Sometimes it seems like NBA fans like ranking players and arguing over those rankings more than the game itself. Whether it’s by position, era, specific skills, or all-time greatness, it’s simply impossible to create a ranking that will please everyone. With that being said, let’s make a list of the greatest players of all time.
Don’t view this list as a definitive set of rankings. Greatness is much more than a stacked trophy case. Truly great players push the game of basketball into uncharted territory. So instead of arguing whether MVPs are more important than championships or DPOY trophies, let’s focus on the players who carried the torch and shaped the game of basketball into what it is today.
Earwin “Magic” Johnson and Larry Bird
I know, it’s not exactly common practice to pair players up in a list like this. But when it comes to Magic and Larry Legend, you just can’t talk about one without the other. What warrants their inclusion, you might ask? Simple, Magic and Bird saved the NBA.
The 1970s were the NBA’s low point. Issues like rampant cocaine use among players and racial tensions in the US sunk the NBA so low that games were shown on tape delay late at night and college basketball was the first choice of many basketball fans. The 1979 NCAA finals between Magic’s Michigan State and Bird’s Indiana State was the most viewed basketball game of the decade.
The faces of that game both took their rivalry into the big leagues that same year when they joined in on the greatest existing rivalry in the league, the Lakers VS the Celtics. The two were polar opposites. Magic’s unmatched charisma and big city flair versus Bird’s rural roots and aversion to the media spotlight.
This marked the start of a new era for the NBA. Magic and Bird made basketball exciting again. Whether it was Magic dazzling with his passing or Bird methodically destroying his competition, fans flocked in droves to see the new greatest show in sports. It came as no surprise when the rivals turned friends were chosen to co-captain the most influential team in basketball history – the original 1992 Dream Team.

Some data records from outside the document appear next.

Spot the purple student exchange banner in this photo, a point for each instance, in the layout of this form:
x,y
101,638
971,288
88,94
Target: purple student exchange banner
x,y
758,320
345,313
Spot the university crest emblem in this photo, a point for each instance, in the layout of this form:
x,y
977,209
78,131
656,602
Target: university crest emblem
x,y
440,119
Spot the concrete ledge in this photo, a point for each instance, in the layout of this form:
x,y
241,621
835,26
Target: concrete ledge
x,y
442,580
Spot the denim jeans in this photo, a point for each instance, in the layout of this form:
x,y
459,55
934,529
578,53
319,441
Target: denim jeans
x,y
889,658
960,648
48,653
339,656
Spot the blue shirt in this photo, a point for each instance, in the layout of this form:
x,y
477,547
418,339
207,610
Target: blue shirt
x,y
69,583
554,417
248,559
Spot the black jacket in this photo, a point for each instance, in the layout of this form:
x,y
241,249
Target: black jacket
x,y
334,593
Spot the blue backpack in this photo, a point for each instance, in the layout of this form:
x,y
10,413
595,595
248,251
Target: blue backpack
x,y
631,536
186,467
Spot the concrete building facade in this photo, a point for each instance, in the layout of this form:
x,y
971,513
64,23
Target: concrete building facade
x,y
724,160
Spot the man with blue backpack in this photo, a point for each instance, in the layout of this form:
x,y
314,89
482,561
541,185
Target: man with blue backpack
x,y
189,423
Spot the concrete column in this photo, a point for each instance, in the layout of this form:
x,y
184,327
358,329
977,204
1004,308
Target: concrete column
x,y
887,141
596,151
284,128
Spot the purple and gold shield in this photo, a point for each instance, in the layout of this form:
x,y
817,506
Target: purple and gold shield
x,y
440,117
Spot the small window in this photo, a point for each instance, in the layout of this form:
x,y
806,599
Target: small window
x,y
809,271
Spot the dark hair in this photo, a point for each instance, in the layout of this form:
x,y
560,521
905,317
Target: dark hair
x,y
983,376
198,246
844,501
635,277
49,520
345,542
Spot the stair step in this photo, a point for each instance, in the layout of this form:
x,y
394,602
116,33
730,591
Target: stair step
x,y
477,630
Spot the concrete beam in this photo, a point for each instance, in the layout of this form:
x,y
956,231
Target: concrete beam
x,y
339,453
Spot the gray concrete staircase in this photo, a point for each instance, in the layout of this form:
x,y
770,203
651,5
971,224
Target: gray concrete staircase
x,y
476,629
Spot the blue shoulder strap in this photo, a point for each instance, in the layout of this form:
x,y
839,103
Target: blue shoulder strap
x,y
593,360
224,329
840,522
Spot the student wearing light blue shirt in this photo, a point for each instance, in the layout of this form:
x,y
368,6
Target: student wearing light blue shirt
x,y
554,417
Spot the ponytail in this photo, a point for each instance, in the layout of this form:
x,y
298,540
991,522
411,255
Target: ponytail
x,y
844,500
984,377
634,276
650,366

Simply put, what Bird and Magic gave the NBA goes far beyond their combined 8 championships and 6 MVPs. They turned a failing league into one with a certain future.
No matter where your NBA loyalties lie, you can’t have a discussion on the greatest players of all time without MJ. You probably already know all about his two three-peats, unmatched competitive drive, and legendary on-court feats.
What you might not know is that MJ was the first player to receive the call for that 1992 Dream Team, the first Olympic team made up of NBA and not college players. Already establishing himself as the best player in an insanely competitive era, the heads of USA Basketball knew that if they could get MJ on board, the rest would be easy.
They made the call, and the rest is history. If Magic and Bird made the NBA cool in the US, the Jordan-led Dream Team inspired entire generations of basketball players around the world. Every kid that picked up a basketball during the 90s wanted to “be like Mike”, and he’s a large part of the reason why the international game has taken a giant leap forward.
A household name around the globe, the idol of a generation, and a fierce competitor – Michael Jordan wasn’t just a great basketball player, he was basketball.
Be honest here, have you ever yelled “Kobe” while throwing a piece of paper into a trash can? That silly phenomenon has found its way to all corners of the globe, and it perfectly shows the kind of legacy that the late great Kobe Bryant had left on the game.
When MJ retired for the third and final time, young Kobe seized the opportunity to become the face of basketball. He had that same competitive drive, relentless work ethic, and killer instinct, all packaged into his signature “Mamba mentality”.
Drafted first overall straight out of high school and seemingly destined for greatness, Kobe often made it seem like MJ never really left the league. Especially when you look at the only two franchises that have ever three peated since the 1976 merger, MJ’s Bulls (twice) and Kobe’s Lakers.
He not only took the torch from MJ, but he ran with it. From the first of his five championships, all the way to his 60-point farewell performance, Kobe put together a legacy that has shaped every player that came after him.
Yeah, it feels a bit weird writing this less than 24 hours after his Lakers have been eliminated even from the play-in tournament. Still, that doesn’t take away from the fact that he’s been dominating the NBA for 19 years already, and he shows no signs of stopping.
It’s surreal seeing a 37-year-old on track to post his career high in scoring (30.3 per game), especially while remaining elite in almost everything else (“Except defense!”, I hear someone shouting).
There’s a saying in NBA circles that Father Time is undefeated. He prevailed over Magic, Bird, MJ, and Kobe, but LeBron seems to be giving him a run for his money. 30.3 points, 8.2 rebounds, 6.2 assists, 52.4% shooting. Those aren’t career averages, that is just from this season!
Let that sink in for a moment. Love him or hate him, there’s no denying that fans have started taking LeBron’s greatness for granted. Most seasons, that statline would be enough for serious MVP consideration, yet it seems like just like LeBron doing the usual.
Even though he may not be the greatest, many agree that he is the most complete player basketball has ever seen. It looks like he has plenty left in the tank, so we’ll probably see him break Kareem’s all-time scoring record, and maybe even the 40,000 point barrier.